When you see a painting, you usually know instantly and automatically whether you like it. If pushed to explain your judgment, you confabulate. You don’t really have reasons for why you think something is beautiful, but your interpreter module (the rider) is skilled at making up reasons. The rider searches for plausible reasons for liking the painting, and latches onto the first reasons that makes sense (maybe something about the light, or color, or the reflection made in a tear drop).

Moral arguments are much the same: if two people feel strongly about an issue, their feelings come first, and their reasons are invented on the fly, to throw at each other. When you refute a person’s argument, do you generally change their mind to agree with you? Of course not, because the argument you defeated was not the cause of their position; their argument was also made up after the judgment was already made.

When listening closely to moral arguments, you can often hear something surprising: it is really the elephant holding the reins, guiding the rider. It is the elephant that is deciding what is good or bad, beautiful or ugly.

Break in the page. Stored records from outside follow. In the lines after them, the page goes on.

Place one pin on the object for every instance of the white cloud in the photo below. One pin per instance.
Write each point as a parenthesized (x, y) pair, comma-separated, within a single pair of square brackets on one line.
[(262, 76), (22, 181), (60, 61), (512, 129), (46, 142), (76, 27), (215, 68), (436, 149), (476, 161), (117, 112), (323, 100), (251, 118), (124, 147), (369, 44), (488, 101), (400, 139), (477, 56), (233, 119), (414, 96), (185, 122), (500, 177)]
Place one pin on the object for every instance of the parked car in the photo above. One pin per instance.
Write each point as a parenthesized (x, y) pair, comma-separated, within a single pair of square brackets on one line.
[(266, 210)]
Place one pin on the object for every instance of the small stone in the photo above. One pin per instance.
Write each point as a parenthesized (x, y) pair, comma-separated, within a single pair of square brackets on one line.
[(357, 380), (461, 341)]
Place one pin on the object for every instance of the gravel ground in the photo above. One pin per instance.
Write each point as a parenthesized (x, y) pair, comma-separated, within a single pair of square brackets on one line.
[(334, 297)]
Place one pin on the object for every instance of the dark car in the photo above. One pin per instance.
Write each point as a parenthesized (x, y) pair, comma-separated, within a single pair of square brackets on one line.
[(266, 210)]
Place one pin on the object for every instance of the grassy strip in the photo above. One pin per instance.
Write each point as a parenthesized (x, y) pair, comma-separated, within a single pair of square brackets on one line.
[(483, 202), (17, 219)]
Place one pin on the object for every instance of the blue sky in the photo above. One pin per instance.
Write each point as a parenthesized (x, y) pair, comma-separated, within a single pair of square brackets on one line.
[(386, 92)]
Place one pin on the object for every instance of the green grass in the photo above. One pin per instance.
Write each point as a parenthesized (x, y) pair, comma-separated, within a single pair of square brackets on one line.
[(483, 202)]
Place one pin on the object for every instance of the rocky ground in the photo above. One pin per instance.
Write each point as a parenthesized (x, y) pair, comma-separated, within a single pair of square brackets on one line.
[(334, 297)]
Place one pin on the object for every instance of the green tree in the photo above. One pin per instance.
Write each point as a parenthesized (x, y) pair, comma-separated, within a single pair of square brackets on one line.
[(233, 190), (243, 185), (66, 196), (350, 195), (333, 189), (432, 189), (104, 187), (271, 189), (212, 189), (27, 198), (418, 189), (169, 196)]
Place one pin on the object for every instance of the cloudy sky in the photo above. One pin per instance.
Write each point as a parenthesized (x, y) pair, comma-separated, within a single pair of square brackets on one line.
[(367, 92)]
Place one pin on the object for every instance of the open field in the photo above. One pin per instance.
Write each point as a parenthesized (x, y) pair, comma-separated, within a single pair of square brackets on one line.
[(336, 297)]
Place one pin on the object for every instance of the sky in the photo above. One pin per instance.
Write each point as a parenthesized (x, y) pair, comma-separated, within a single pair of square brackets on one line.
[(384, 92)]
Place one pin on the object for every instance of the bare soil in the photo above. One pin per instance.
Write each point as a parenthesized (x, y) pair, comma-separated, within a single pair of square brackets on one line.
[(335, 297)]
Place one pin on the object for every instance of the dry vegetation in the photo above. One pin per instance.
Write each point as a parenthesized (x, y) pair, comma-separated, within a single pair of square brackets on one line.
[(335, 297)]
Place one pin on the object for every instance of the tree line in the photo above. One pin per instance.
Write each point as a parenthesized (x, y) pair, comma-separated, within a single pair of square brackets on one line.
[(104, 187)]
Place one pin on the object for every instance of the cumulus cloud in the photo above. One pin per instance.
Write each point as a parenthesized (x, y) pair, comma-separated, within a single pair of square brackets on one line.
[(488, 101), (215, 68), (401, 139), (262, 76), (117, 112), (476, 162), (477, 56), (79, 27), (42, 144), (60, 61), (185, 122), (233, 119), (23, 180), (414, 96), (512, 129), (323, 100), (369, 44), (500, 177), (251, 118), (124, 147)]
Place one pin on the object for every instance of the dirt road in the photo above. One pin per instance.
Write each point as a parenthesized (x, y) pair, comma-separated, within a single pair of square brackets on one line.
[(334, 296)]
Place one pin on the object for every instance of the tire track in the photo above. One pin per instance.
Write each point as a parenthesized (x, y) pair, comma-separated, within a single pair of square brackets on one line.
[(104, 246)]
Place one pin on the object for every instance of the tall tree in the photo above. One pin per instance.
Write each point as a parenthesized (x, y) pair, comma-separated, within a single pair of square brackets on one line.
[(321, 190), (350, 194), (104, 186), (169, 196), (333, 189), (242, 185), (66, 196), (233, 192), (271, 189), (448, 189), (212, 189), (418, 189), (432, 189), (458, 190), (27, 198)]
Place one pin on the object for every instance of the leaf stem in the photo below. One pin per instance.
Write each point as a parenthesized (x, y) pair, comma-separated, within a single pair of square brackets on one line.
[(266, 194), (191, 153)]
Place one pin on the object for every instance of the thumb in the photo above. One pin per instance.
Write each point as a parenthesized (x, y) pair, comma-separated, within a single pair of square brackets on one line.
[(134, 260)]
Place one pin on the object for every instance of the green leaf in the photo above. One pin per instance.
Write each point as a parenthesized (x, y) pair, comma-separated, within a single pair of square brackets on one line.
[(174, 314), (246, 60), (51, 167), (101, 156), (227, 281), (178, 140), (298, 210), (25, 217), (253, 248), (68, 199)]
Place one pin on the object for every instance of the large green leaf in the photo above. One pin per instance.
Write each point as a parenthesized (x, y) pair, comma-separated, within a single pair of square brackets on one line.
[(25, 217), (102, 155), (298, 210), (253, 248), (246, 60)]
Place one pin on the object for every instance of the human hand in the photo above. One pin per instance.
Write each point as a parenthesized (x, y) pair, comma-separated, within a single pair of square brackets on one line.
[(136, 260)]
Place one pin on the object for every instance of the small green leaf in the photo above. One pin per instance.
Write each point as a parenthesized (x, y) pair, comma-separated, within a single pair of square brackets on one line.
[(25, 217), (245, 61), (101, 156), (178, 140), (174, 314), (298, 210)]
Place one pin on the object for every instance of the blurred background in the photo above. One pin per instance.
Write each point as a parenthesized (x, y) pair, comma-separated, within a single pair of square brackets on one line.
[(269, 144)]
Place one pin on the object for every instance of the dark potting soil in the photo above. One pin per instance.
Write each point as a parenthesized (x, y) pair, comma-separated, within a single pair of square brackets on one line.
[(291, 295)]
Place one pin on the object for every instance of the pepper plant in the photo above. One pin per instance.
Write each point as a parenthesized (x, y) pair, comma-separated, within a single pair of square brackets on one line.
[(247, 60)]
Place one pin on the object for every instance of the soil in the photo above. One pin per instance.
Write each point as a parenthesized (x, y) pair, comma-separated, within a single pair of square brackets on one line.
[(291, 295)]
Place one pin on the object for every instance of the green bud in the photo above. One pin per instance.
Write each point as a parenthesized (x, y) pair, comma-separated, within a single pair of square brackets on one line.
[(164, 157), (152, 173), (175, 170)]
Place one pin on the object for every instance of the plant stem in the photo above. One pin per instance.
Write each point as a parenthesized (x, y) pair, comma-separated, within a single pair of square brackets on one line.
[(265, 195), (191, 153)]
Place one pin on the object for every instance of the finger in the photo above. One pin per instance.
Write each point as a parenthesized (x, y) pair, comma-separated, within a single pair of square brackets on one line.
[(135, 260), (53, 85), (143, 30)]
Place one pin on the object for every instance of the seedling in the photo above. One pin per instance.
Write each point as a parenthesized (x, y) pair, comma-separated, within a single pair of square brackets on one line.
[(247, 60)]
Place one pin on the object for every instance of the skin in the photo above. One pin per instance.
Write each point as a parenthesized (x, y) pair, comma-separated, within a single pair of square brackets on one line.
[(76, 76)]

Gut feelings, intuitions, and snap judgments happen constantly and automatically, but only the rider can string sentences together and create arguments to give to other people.

In moral arguments, the rider goes beyond being just an advisor to the elephant; he becomes a lawyer, fighting in the court of public opinion to persuade others of the elephant’s point of view. Our minds are loose confederations of parts, but we identify with and pay too much attention to one part: conscious verbal thinking. Because we can see only one little corner of the mind’s vast operation, we are surprised when urges, wishes, and temptations emerge, seemingly from nowhere.

We are the rider, and we are the elephant. Both have their strengths and special skills. In future blogs we will discuss how harmony between these two gives us a greater glimpse into the area of Happiness.